Raj Rattan, dental director at Dental Protection, said, “Dental Protection welcomes the commitment by the DHSC to modernise the work of regulators such as the GDC, with the aim of reducing the bureaucratic burden on dental professionals.”

 

“The high-level proposals set out by the government are a welcome step in the right direction. But words must be followed by action. It has been nearly 10 years since the DHSC first proposed fundamental legal changes to allow GDC to take a more proportionate approach to investigating concerns about dental professionals.

 

“The vast majority of GDC investigations are closed without action, the end result being that far too many dental professionals go through a stressful process each year, while the patient who has made the complaint also endure a lengthy process with what is for them a disappointing outcome.

 

“Dentists and patients alike cannot be forced to endure another 10 years of delay on something so important.

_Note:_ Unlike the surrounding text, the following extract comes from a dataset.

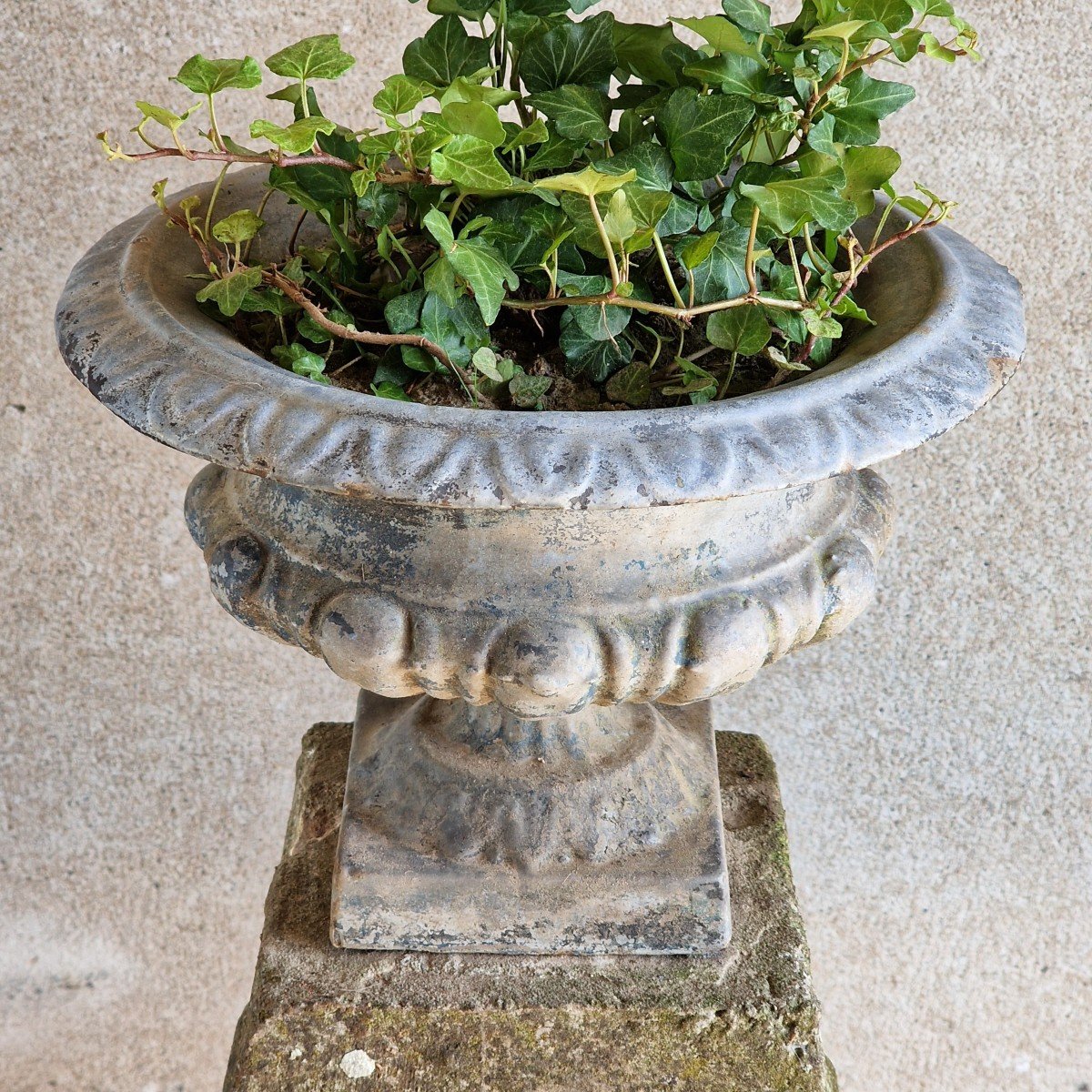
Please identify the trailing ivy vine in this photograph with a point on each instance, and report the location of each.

A clear timeline for next steps must be set out.

 

“Reforms to the Dentists Act could give the GDC more discretion to not take forward investigations where allegations clearly do not require action. The current powers of the GDC were framed more than 30 years ago – when a very small number of complaints were received, and the GDC could investigate each and every one. Now, over one thousand dental professionals are referred to the GDC each year, with very few coming close to the threshold of serious concern that the GDC was established to address.

 

“It is absolutely right that regulators are able to focus their efforts on the small minority of healthcare professionals that might meet their thresholds for concern and that they are able to  reduce the burden and avoidable costs of unnecessary investigations.”